The identification of IL8 as a novel STAT3-repressed target gene in glioma cells, whose repression mediates STAT3-inhibition of glioma cell proliferation, invasiveness, and spreading on myelin defines a novel cytokine-chemokine connection (). Although STAT3 is commonly known to induce transcription (Darnell, 1997
; Levy, 2003
), our findings suggest that STAT3 may also act as a transcriptional repressor in glial cells. STAT3 appears to repress the IL8 promoter via inhibition of the NFkB reponse element. Interestingly, STAT3 inhibits expression of the inducible nitric oxide synthase (iNOS) gene in endothelial cells by directly inhibiting NFkB (Yu et al., 2002
; Yu and Kone, 2004
). The DNA binding domain of STAT3 directly interacts with NFkB and thereby inhibits NFkB-dependent iNOS transcription (Yu and Kone, 2004
). These results are consistent with the finding that the DNA binding domain of STAT3 is required for STAT3’s ability to repress IL8 expression in glioblastoma cells (). The candidate glial tumor suppressor ING4 reportedly inhibits glioblastoma-induced angiogenesis via repression of IL8, whereby ING4 inhibits NFkB-dependent IL8 transcription (Garkavtsev et al., 2004
). Collectively, these observations raise the possibility that STAT3 and ING4 may cooperate at the IL8 promoter to inhibit NFkB and thereby repress IL8 gene expression and thus control glioblastoma cell proliferation, invasiveness, and glioblastoma-induced angiogenesis.
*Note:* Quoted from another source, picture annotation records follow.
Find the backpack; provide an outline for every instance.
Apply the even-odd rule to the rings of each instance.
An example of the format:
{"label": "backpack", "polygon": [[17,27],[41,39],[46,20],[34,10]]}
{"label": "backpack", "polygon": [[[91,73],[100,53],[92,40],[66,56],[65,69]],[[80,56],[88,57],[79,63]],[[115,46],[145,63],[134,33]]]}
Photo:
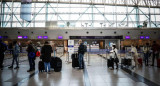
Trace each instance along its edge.
{"label": "backpack", "polygon": [[80,45],[80,53],[87,52],[87,47],[85,45]]}
{"label": "backpack", "polygon": [[7,46],[3,43],[0,43],[0,53],[4,53],[7,50]]}

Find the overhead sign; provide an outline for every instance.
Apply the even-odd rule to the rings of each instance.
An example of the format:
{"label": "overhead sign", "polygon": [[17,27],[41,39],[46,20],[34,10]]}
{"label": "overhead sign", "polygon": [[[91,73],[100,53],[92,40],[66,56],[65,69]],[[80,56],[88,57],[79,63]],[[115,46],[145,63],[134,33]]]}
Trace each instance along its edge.
{"label": "overhead sign", "polygon": [[70,36],[70,39],[123,39],[123,36]]}

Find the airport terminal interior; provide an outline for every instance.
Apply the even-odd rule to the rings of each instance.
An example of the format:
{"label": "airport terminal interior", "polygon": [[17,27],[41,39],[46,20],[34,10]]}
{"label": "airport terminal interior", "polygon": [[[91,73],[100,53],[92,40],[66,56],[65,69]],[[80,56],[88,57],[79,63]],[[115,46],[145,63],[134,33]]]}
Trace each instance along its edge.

The elucidation of STAT3 and IL8 in this study as critical regulators of glioblastoma cell proliferation and invasiveness provides new targets for therapeutic intervention. The chemokine IL8 and its cell surface receptors, CXCR1 and CXCR2, are particularly attractive as potential targets in the treatment of PTEN-deficient glioblastoma. These chemokine receptors have been studied in the context of acute inflammation (Rollins, 1997
; Schraufstatter et al., 2001
), and small molecule inhibitors of CXCR1 and CXCR2 have been characterized (White et al., 1998
; Bertini et al., 2004
). It will be important to determine the potential of CXCR1 and CXCR2 antagonists to inhibit the malignant features of PTEN-deficient glioblastoma cells. These studies may provide the foundation for patient-tailored therapy in the management of brain tumors.